# Nielsen's Maskarade On DVD- You'll have a ball !



## superhorn (Mar 23, 2010)

Carl Nielsen's second and last opera "Maskarade", is considered the Danish national opera, and probably the only Scandinavian opera performed with any regularity in other countires,and not that frequently at that. 
Too bad, because this is one of the best comic operas ever written, and a total delight.
I got to know it several years ago from the excellent Decca recording conducted by Ulf Schirmer,a German,not a Dane, and just got the DVD of the opera performed by the Danish
Royal Opera at the recently opened and spectacular Copenhagen opera house. It's from Da Capo of Denmark,which is primarily a CD label. The conductor is the distinguished Danish maestro Michael Schonwandt,music director of the Royal Danish opera.
It's a winner ! Nielsen's music overflows with high spirits and wit, and the entire cast ,chorus and orchestra perform with great panache and comic flair.
It's the merry story of shenanigans and tomfoolery at a Copenhagen masked ball. 
The opera was originally set in the early 18th century, and the story is based a play by the Norwegian/Danish playwright Ludvig Holberg, whom you may remember from Grieg's Holberg Suite for strings.

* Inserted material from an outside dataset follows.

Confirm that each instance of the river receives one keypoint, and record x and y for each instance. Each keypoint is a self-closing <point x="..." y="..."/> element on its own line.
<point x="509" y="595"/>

The current production by the Danish opera director Caspar Bech Holten updates the action to the present, fortunately with no damage to the opera,unlike other updated productions of operas which have been a travesty of the composer's dramamtic intentions.
Leander is a fun-loving young man in Copenhagen who enjoys the riotous masked balls of Copenhagen with his wise-cracking servant Henrik ,over the objections of his pompous,stuffy and strait-laced father. His mother doesn't mind,and used to enjoy dancing in her youth.
Leander's parents have chosen a young lady for him to marry whom he has never met.
But in the last act,which takes place at the ball, he meets a young lady with whom he falls in love. By a weird coincidence she turns out to be the same young lady he is supposed to marry !
In the mean time,there is lots of intrigue,mistaken identity and all manner of shenanigans.
Bech's production is brilliantly inventive, and the masqueraders are dressed as among other things,hippies,Hare Krishnas, Marilyn Monroe,Elvis and other people Nielsen could never have conceived of. But it's all great fun, and there is plenty of dancing and even an acrobatic act !
The cast is almost entirely Danish,with a couple of Swedish singers. None are international superstars, but they include basss Stephen Milling as the pompous fuddy duddy father Jeronimus,and Susanne Resmark as Leander's mother Magelone,who sings the same role on the Decca CD. The late Aage Haugland was Jeronumus on the recording.
However, the cast is uniformly excellent vocally, and their comic acting could hardly be bettered.
Conductor Schonwandt gives the delightful Nielsen score all the sparkle and wit one could want,and the audience has a ball-literally ! So will you. Don't miss this delightful DVD.
It's easily available from amazon.com.